An example of how prototyping can offer highly-focussed but inexpensive ways to measure the possible risk in change can be seen in our work with the hotel brand Marriott. TownePlace Suites are long-stay hotels, which aim to meet the needs of those on extended business trips. IDEO delivered an ‘experience blueprint’, which was designed to act as a roadmap for understanding extended stay guest behaviour. It identified key touch points in the guest journey, and developed relevant spaces and services around them. Included in these was the revamping of the lobby to convey the extended stay experience as more home-like than hotel, with a wall map of visitor-recommended local destinations that served as a DIY concierge, and a pantry area stocked with locally-sourced food. In the guest rooms, a versatile work/live layout was designed to strike a balance between business and relaxation.

IDEO worked with Marriott to employ rapid prototyping with guests and general managers, creating early feedback loops and decreasing implementation costs. Full size, white MDF mock ups of the spaces, with key features highlighted in colour, provided enough to imagine the real experience without the expense of building the real thing. These prototypes were less about testing to kill ideas and more about resolving the problems ideas may produce, so that guests and general managers were able to experience them and form an opinion on how to improve them. Prototypes give the design team and the client permission to get things wrong. Quickly made and introduced early in the design process, we can move on together at speed, having identified mistakes and still with the confidence to try new things. Clearly it’s better to learn from a cheap MDF mock up in the first weeks of a project than discover problems in an expensive fully furnished room years into development.

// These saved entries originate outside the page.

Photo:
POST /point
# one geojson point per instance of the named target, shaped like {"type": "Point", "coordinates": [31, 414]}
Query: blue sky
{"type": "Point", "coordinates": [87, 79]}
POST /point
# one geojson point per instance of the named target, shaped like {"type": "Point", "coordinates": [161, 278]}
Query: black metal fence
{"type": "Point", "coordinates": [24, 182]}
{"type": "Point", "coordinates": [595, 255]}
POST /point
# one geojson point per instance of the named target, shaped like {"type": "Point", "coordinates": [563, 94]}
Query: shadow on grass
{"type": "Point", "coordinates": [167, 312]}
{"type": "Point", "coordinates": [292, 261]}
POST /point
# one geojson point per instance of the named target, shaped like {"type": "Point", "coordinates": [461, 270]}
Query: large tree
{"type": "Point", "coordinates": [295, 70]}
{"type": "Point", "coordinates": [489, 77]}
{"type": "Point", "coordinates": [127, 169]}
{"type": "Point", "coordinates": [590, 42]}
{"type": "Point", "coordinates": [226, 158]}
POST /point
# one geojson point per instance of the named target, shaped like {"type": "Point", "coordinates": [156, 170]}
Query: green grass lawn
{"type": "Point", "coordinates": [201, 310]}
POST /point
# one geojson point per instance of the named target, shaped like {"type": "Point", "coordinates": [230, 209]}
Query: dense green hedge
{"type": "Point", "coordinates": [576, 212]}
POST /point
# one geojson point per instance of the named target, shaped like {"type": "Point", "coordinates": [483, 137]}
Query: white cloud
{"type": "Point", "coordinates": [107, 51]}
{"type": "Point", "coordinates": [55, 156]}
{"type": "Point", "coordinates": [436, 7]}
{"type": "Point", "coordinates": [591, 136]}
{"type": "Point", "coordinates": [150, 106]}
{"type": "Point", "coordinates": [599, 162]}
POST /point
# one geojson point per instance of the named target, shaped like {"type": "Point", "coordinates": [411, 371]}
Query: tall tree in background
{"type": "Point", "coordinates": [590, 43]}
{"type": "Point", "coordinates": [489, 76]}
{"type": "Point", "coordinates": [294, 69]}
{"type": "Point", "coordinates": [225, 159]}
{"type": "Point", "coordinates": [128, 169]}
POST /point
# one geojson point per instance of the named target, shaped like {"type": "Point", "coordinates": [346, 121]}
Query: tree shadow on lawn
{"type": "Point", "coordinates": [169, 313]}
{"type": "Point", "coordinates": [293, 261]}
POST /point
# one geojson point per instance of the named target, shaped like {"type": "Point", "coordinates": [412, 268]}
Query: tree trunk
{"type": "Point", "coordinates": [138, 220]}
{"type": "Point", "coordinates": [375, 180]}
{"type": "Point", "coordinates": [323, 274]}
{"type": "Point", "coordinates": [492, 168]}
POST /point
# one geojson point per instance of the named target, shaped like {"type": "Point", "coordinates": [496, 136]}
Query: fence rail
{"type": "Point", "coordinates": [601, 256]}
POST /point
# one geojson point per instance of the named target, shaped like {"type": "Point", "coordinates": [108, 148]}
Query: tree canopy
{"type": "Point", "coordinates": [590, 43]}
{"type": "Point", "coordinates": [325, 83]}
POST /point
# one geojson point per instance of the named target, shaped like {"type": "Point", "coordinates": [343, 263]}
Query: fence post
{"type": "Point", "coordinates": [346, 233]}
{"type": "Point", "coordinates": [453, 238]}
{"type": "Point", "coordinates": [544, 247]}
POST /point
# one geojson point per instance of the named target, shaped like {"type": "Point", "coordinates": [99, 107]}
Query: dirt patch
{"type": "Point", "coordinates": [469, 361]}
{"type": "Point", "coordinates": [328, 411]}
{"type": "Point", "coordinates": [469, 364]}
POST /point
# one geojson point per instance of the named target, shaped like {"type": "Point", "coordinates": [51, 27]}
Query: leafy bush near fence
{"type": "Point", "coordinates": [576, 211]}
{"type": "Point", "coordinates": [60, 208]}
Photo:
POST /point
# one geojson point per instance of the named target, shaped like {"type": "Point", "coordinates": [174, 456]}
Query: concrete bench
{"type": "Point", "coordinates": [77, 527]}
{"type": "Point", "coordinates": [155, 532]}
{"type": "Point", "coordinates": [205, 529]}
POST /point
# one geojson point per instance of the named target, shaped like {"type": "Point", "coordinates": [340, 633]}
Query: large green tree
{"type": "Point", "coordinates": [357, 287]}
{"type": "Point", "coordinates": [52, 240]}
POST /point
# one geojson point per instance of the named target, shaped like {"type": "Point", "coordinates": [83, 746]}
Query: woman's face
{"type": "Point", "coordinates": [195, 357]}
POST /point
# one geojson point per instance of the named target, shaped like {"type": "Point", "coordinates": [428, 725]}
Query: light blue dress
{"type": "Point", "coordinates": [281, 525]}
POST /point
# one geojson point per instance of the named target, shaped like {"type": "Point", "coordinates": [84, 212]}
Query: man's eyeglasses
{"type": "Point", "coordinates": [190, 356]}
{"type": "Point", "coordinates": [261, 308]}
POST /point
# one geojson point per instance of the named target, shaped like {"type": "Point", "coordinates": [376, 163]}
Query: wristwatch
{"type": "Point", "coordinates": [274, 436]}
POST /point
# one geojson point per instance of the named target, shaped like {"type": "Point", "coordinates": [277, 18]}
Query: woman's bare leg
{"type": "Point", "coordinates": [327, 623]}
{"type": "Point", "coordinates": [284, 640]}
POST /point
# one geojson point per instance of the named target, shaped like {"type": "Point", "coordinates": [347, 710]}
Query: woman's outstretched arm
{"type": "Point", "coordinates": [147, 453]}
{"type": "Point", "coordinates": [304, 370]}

We began by asserting that designers can deliver better services. But only those that root their innovations in insights gained from close observation of human behaviour. It is then that their solutions resonate with the people they are designed for, and deliver lasting and profitable results. By using, with empathy and skill, techniques that allow our clients to get closer to the consumer, that encourage collaboration across every part of an organisation, that create a strong narrative for key people to relate to, and that frees the client from their fear of failure, we believe that our human-centred approach allows us to say with confidence ‘yes, designers can indeed deliver better services.’